For mass-market availability. Like Milan now, specific hyperscalers will have availability.

 

[Ajay]

Why do you think that neither are probably N5?

For mass-market availability. Like Milan now, specific hyperscalers will have availability.

Bergman has already noted that 7nm is supply constrained (thestreet.com)

Bergman: “TSMC has been a great partner for AMD. We've certainly grown over the last couple of years a great deal, and as now our primary foundry, they've been a big part of helping us through that growth. And as we look forward, they're key for us to continue that growth in the coming quarters and years.”

“In terms of specific product lines, I can't really give specifics on where we're seeing tightness...But yes, we would like to have more wafers going forward, to help the growth that we have in front of us. From a worldwide perspective, there continues to be tightness. But we're working through that with the TSMC, and we’ll see what 2021 brings us.”

But part of the Zen3 shortage was that popularity for Vermeer was higher than AMD's optimistic projections (same article).

 

[scineram]

Why do you think that neither are probably N5?

For mass-market availability. Like Milan now, specific hyperscalers will have availability.

All the previous discussion about wafer availability on N5. It is not an accident that AMD only commited Zen 4 to 5 nm.

Now it does leave open the possibility, but they probably did this for a reason. Even if RDNA3 and CDNA 2 are chiplets, that really helps with yields, but not wafer supply. Now the decision had to have been made already, and if they did choose 5 nm, I think they would have said so. N6 for GPU is more likely.

Zen 4 was in design when Zen 3 released, not even taped out. With around 15 months cadence it should be ready in 2022, as the roadmaps indicate. Also consumer cpu always launches first. Server validation takes much longer, why not sell high margin chips for desktops in the meantime?

 

[uzzi38]

All the previous discussion about wafer availability on N5. It is not an accident that AMD only commited Zen 4 to 5 nm.View attachment 35014

Now it does leave open the possibility, but they probably did this for a reason. Even if RDNA3 and CDNA 2 are chiplets, that really helps with yields, but not wafer supply. Now the decision had to have been made already, and if they did choose 5 nm, I think they would have said so. N6 for GPU is more likely.

Zen 4 was in design when Zen 3 released, not even taped out. With around 15 months cadence it should be ready in 2022, as the roadmaps indicate. Also consumer cpu always launches first. Server validation takes much longer, why not sell high margin chips for desktops in the meantime?

And what would you think of the possibility that RDNA3 could be designed with multiple nodes in mind, hence the lack of specification as to which node?

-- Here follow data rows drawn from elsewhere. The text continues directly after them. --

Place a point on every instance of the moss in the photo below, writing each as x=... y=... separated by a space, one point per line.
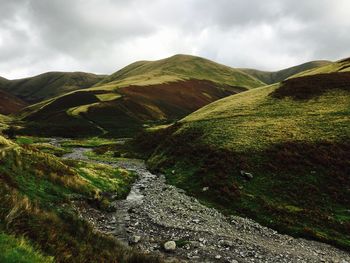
x=19 y=250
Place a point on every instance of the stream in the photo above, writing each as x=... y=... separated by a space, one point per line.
x=154 y=213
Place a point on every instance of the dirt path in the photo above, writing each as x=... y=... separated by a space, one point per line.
x=155 y=212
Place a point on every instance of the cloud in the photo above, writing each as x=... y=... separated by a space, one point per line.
x=103 y=35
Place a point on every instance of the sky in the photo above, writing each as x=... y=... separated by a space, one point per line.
x=102 y=36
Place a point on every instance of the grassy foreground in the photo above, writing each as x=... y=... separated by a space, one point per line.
x=37 y=222
x=293 y=138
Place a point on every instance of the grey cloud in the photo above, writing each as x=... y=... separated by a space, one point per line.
x=104 y=35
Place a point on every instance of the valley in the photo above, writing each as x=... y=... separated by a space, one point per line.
x=177 y=160
x=155 y=212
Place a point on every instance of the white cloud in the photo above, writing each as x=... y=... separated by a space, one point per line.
x=103 y=35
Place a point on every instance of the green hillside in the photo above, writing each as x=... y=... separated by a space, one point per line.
x=3 y=82
x=10 y=104
x=277 y=154
x=141 y=94
x=270 y=77
x=51 y=84
x=179 y=67
x=338 y=66
x=37 y=219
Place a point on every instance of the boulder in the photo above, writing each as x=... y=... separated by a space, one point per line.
x=170 y=246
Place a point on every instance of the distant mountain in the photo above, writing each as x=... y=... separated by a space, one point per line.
x=143 y=93
x=278 y=154
x=3 y=82
x=9 y=104
x=51 y=84
x=180 y=67
x=342 y=65
x=270 y=77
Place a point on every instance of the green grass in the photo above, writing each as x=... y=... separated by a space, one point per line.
x=50 y=84
x=178 y=67
x=296 y=147
x=106 y=178
x=19 y=250
x=339 y=66
x=271 y=77
x=88 y=142
x=36 y=194
x=172 y=88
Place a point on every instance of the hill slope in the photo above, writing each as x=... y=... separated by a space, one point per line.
x=51 y=84
x=270 y=77
x=278 y=154
x=180 y=67
x=338 y=66
x=37 y=217
x=10 y=104
x=3 y=82
x=142 y=93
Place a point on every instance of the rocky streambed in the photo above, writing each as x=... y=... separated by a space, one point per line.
x=160 y=218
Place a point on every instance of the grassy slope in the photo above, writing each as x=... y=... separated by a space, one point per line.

Also Genoa is different. It is launching before Zen 4 desktop and mobile. It's also very expensive, so it won't actually phase out Milan. At the least not to begin. Similar relationship to the Sapphire Rapids that ships in 2021 and Ice Lake SP.

 

[maddie]

All the previous discussion about wafer availability on N5. It is not an accident that AMD only commited Zen 4 to 5 nm.View attachment 35014

Now it does leave open the possibility, but they probably did this for a reason. Even if RDNA3 and CDNA 2 are chiplets, that really helps with yields, but not wafer supply. Now the decision had to have been made already, and if they did choose 5 nm, I think they would have said so. N6 for GPU is more likely.

Zen 4 was in design when Zen 3 released, not even taped out. With around 15 months cadence it should be ready in 2022, as the roadmaps indicate. Also consumer cpu always launches first. Server validation takes much longer, why not sell high margin chips for desktops in the meantime?

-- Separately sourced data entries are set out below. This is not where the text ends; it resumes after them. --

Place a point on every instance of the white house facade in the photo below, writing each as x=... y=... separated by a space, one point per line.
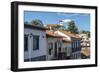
x=35 y=48
x=75 y=45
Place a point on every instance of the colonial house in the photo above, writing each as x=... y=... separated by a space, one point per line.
x=85 y=41
x=67 y=47
x=54 y=45
x=75 y=44
x=35 y=48
x=85 y=53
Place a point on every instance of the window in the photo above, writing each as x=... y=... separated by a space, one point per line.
x=25 y=42
x=35 y=42
x=50 y=48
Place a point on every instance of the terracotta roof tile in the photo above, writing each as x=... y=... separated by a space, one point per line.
x=52 y=34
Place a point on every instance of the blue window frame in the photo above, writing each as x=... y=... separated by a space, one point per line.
x=35 y=42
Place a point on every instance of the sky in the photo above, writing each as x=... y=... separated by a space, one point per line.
x=82 y=20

Higher yields effectively means more wafers.

 

[jamescox]

All the previous discussion about wafer availability on N5. It is not an accident that AMD only commited Zen 4 to 5 nm.View attachment 35014

Now it does leave open the possibility, but they probably did this for a reason. Even if RDNA3 and CDNA 2 are chiplets, that really helps with yields, but not wafer supply. Now the decision had to have been made already, and if they did choose 5 nm, I think they would have said so. N6 for GPU is more likely.

Zen 4 was in design when Zen 3 released, not even taped out. With around 15 months cadence it should be ready in 2022, as the roadmaps indicate. Also consumer cpu always launches first. Server validation takes much longer, why not sell high margin chips for desktops in the meantime?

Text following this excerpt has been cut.